This is a bold one, it’s true. With a cast that includes Tim Roth, Amanda Plummer, reborn John Travolta, Samuel L. Jackson, Bruce Willis, Chistopher Walken, Uma Thurman and Ving Rhames it’s hard to say anyone exactly steals Pulp Fiction. It’s not even easy to award him the best speech, hotly contested by Captain Koons (Walken) and Marsellus’ (Rhames) “medieval on his ass” moment. However, in what is almost a cameo appearance, Harvey Keitel created The Wolf, and it’s a spectacular interruption in a film full of “cool” characters clashing; Keitel reminds the audience that these guys may be impressive, but someone else is always bigger and better. These guys are playing at being badass, but The Wolf is in control.
Without saying too much, there’s a mess that needs to be cleaned up and the clock is ticking as Jimmy (Tarantino himself)’s wife is going to be home in a matter of minutes. The Wolf is with them immediately, called in by Marsellus Wallace, and has the situation in hand. In one of the smallest roles of the film to be integral to the plot, it is four minutes of pure gold.

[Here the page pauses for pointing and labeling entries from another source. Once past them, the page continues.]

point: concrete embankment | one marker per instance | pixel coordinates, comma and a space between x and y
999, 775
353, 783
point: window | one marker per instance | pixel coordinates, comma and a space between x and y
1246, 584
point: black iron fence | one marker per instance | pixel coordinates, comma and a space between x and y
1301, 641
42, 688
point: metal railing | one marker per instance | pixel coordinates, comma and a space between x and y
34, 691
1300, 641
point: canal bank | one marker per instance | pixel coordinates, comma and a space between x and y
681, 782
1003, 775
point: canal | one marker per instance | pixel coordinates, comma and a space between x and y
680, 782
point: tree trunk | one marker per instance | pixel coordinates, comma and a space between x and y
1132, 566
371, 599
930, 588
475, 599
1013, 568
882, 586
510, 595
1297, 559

In no time at all Winston Wolf is established as more than a big deal; he is the deal, and you get the sense that there isn’t a single other character in the film who would find themselves in a position to go up against Mr. Wolf and walk away. He’s the Tom Bombadil of Pulp Fiction; he’s so above it all that really he isn’t a part of the action, he’s the semi-god semi-ghost keeper of the Pulp Fiction world as it ticks along and he’s just nipped in to clean up the messy mistake so we can go on as before.

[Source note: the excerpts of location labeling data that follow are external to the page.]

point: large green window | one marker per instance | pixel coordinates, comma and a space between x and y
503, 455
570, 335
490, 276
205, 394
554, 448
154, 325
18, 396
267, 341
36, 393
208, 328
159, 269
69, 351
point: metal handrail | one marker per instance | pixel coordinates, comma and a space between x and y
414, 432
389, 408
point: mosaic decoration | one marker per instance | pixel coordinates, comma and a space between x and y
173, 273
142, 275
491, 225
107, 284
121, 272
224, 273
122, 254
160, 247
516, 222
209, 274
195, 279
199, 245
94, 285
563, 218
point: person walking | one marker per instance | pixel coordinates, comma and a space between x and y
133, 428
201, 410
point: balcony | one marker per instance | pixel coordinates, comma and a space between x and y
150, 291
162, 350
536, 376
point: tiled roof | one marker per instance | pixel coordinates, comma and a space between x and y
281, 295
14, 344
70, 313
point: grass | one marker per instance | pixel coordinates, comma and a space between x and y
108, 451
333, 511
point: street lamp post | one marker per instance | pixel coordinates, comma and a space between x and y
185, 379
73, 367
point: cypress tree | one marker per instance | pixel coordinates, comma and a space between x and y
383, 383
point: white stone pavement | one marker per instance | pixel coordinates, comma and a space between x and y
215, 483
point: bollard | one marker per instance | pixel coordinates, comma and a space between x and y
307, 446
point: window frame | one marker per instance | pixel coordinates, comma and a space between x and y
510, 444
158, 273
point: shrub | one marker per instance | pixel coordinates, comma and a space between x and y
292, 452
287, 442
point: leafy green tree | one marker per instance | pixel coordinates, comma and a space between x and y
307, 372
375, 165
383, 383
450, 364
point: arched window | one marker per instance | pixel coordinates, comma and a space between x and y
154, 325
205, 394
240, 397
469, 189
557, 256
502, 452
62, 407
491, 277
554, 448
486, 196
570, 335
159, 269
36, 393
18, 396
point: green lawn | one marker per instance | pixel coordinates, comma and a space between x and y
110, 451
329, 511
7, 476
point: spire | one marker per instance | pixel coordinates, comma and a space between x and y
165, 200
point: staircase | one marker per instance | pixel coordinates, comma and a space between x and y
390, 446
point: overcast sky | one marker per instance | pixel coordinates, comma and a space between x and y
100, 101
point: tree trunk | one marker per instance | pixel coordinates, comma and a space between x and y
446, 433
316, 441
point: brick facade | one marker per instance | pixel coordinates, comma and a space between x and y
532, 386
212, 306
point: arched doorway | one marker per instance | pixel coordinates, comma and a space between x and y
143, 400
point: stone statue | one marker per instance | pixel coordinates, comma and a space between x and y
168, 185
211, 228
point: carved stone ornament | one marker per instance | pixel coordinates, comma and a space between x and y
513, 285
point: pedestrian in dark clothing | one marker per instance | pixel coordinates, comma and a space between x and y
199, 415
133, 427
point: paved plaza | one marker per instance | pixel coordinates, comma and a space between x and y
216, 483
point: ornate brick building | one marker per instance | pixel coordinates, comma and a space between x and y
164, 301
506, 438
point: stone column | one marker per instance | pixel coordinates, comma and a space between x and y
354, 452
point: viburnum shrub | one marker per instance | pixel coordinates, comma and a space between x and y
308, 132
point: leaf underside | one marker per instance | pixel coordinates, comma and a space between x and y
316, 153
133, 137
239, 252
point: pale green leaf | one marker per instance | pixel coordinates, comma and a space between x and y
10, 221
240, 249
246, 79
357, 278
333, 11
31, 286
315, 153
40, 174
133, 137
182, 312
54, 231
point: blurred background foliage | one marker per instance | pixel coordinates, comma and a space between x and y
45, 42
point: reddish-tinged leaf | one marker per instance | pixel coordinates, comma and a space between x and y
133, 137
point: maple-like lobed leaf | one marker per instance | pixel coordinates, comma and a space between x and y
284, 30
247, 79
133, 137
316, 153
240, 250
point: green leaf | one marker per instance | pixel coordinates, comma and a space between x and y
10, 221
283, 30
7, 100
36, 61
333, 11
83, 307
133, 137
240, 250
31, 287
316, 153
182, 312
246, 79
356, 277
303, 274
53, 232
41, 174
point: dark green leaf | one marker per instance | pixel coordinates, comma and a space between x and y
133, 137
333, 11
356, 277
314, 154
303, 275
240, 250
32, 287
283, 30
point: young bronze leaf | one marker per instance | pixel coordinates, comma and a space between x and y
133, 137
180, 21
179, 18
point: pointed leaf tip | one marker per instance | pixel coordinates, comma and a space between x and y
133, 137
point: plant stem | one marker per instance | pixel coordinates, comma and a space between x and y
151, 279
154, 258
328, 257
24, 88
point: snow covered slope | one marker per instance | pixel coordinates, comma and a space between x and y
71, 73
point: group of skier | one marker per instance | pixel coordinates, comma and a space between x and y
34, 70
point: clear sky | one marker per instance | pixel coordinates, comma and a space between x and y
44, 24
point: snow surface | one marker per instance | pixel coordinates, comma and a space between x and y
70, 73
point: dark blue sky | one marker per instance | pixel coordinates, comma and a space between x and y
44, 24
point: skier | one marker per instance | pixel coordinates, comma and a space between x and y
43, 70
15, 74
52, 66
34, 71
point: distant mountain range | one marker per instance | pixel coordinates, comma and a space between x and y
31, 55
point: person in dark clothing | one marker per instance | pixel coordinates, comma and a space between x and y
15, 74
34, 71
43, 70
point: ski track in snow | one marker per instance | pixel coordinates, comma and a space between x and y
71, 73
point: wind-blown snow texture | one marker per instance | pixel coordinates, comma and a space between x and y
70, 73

Everyone is on top form in Pulp Fiction but few characters are as uniquely interesting. In terms of why he trumps performances like Walken’s, it’s simply because he’s not Christopher Walken. Cpt. Koons is less phenomenally quotable as mimicable, and really, you’re not pulling out your Cpt. Koons impression, you’re pulling out – or being forced to listen to for the twenty-thousandth time – a Walken impression. And probably not a very good one. It’s much less likely that Harvey Keitel is well known to the generation catching up with the Tarantino boxset, yet he easily makes as much of an impact. The way Wolf saunters in, politely instructs Jimmy to pour him some of the coffee (“lots of sugar, lots of cream”) that Jimmy was only a second ago bragging about to Jules and Vincent, and takes over the situation is fuelled by Keitel’s natural ability to command a room with his performances.

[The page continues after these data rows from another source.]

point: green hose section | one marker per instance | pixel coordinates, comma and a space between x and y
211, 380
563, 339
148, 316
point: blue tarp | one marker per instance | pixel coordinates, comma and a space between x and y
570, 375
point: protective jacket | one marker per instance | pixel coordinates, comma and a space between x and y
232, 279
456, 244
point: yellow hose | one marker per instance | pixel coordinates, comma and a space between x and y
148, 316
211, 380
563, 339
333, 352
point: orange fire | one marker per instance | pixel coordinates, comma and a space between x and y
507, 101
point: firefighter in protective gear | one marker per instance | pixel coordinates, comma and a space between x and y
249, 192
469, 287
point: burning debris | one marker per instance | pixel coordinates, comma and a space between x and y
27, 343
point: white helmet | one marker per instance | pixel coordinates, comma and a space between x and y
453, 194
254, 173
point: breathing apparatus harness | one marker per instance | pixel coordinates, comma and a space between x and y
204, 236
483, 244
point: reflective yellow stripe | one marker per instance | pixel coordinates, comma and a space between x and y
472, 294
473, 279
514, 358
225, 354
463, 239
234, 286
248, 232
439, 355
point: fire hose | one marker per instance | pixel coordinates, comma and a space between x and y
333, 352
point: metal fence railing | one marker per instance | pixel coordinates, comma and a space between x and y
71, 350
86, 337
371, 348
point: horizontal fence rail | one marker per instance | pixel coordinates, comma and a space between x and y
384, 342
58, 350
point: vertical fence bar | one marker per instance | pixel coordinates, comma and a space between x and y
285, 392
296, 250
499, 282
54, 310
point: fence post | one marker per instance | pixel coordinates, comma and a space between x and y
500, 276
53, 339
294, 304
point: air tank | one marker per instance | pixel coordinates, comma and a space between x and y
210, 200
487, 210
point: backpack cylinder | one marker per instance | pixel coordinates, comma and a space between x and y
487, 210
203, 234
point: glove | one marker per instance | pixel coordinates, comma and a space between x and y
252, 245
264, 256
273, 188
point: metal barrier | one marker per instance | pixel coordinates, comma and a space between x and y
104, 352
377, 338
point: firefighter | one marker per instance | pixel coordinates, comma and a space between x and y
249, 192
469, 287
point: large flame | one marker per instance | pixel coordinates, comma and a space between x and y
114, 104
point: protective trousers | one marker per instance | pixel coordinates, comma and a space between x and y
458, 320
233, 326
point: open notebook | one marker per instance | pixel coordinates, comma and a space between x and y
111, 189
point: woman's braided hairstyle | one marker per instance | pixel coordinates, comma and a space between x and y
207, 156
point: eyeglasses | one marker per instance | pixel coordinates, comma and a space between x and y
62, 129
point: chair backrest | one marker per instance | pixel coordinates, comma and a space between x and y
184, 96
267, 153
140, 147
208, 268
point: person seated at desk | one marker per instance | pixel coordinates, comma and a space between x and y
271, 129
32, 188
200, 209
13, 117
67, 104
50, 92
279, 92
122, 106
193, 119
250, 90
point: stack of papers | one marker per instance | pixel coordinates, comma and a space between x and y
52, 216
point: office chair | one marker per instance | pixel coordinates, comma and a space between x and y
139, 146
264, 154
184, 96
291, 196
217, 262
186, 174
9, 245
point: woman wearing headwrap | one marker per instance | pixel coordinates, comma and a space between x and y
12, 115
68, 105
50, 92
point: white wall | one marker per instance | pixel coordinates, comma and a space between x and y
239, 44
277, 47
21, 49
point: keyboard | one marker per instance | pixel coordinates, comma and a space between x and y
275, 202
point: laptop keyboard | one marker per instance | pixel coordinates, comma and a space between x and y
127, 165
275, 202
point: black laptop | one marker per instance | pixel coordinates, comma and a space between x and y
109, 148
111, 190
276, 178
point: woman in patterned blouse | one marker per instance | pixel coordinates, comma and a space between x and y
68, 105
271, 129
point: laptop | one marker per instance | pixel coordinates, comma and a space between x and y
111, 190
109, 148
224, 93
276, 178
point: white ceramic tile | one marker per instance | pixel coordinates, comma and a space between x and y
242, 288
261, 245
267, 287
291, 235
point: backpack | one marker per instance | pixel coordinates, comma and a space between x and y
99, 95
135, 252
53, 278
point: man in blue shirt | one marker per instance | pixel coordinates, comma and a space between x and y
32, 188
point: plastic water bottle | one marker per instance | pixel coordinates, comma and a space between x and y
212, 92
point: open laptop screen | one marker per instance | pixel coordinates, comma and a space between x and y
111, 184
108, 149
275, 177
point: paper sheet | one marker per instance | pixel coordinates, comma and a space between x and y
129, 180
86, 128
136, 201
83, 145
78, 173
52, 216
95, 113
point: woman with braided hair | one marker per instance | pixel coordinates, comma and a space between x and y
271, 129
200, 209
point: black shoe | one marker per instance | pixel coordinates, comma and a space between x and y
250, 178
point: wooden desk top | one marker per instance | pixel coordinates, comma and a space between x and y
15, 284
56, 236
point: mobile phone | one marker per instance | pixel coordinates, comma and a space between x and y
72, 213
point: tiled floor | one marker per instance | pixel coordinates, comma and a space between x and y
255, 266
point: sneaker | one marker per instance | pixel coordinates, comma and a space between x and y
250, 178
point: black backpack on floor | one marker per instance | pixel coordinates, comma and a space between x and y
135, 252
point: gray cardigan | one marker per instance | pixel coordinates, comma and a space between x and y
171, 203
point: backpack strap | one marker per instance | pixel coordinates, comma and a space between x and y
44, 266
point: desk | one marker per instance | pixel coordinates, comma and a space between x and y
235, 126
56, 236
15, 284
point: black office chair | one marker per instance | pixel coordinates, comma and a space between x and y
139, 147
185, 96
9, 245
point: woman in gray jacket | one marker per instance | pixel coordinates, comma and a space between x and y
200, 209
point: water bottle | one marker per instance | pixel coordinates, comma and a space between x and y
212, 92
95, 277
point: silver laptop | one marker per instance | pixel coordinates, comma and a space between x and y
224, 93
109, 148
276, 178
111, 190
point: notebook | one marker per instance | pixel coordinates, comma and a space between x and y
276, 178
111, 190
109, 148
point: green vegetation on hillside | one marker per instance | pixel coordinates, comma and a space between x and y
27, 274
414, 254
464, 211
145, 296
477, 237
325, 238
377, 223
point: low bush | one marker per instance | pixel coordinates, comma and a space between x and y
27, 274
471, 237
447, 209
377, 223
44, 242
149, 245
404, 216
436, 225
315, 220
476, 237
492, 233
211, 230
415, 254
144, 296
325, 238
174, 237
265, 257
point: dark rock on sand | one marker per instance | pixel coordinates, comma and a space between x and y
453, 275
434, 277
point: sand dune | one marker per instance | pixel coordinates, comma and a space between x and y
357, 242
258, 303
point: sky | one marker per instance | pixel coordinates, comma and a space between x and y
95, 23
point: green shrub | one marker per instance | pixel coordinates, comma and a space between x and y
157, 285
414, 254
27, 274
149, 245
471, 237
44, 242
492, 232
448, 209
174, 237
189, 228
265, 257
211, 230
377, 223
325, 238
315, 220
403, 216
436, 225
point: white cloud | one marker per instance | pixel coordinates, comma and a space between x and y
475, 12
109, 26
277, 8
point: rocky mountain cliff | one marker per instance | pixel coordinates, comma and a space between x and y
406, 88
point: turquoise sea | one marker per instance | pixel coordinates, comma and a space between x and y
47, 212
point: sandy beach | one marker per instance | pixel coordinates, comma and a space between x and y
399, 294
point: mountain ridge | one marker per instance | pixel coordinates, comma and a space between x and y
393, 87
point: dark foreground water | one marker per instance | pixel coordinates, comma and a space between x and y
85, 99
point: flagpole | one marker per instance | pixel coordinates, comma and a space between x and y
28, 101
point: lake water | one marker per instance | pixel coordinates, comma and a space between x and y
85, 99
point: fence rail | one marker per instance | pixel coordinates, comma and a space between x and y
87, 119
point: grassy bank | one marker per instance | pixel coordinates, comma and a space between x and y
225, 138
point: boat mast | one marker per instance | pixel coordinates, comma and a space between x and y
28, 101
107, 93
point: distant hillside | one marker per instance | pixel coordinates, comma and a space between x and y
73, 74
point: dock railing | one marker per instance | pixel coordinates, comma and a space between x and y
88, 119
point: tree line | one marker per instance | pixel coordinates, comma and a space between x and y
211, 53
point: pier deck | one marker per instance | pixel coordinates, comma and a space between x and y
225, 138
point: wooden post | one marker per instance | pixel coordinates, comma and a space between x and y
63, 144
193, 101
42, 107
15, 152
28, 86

Having produced some of his best work in Tarantino (or at least affiliated) films, Tarantino wrote lead parts for him in both Reservoir Dogs and From Dusk till Dawn. All Mr. White has in common with Mr. Wolf is the suit; it’s a grand departure from the soft-hearted professional who breaks the law but won’t see the innocent suffer, who works from his gut instinct. In From Dusk till Dawn he plays Jacob Fuller, a widowed former minister and father of two. Jacob is grieving, brave and loving, so not too much in common there. Mr. Wolf is something new with a dash of old school cool – he’s here to get shit done. Though Jules and Vincent are seriously intimidating killers in their own right and currently drenched in the blood of their associate, it’s The Wolf who intimidates Jimmy, and even Jules knows when to keep his mouth shut and let himself be bossed around (a notable reversal from the earlier infamous ‘Big Kahuna Burger’ scene).
Ultimately, the Wolf is the coolest mother****** around and Keitel deserves credit for making a meal out of a pint-sized part, and creating a hell of an impression in an instant. There are no parts like Mr. Wolf, no characters that feel similar, because he’s a unique moment in the middle of a filmic masterpiece. He’s a mystery, but it’s none of your business what hides under the perfect suit. What does he want? Where does he come from? How did he become this man? Why is he available at a moment’s notice? It doesn’t matter: he’s a professional, he will get the job done, he will hurt you if you don’t do what he tells you, and he doesn’t have to say please.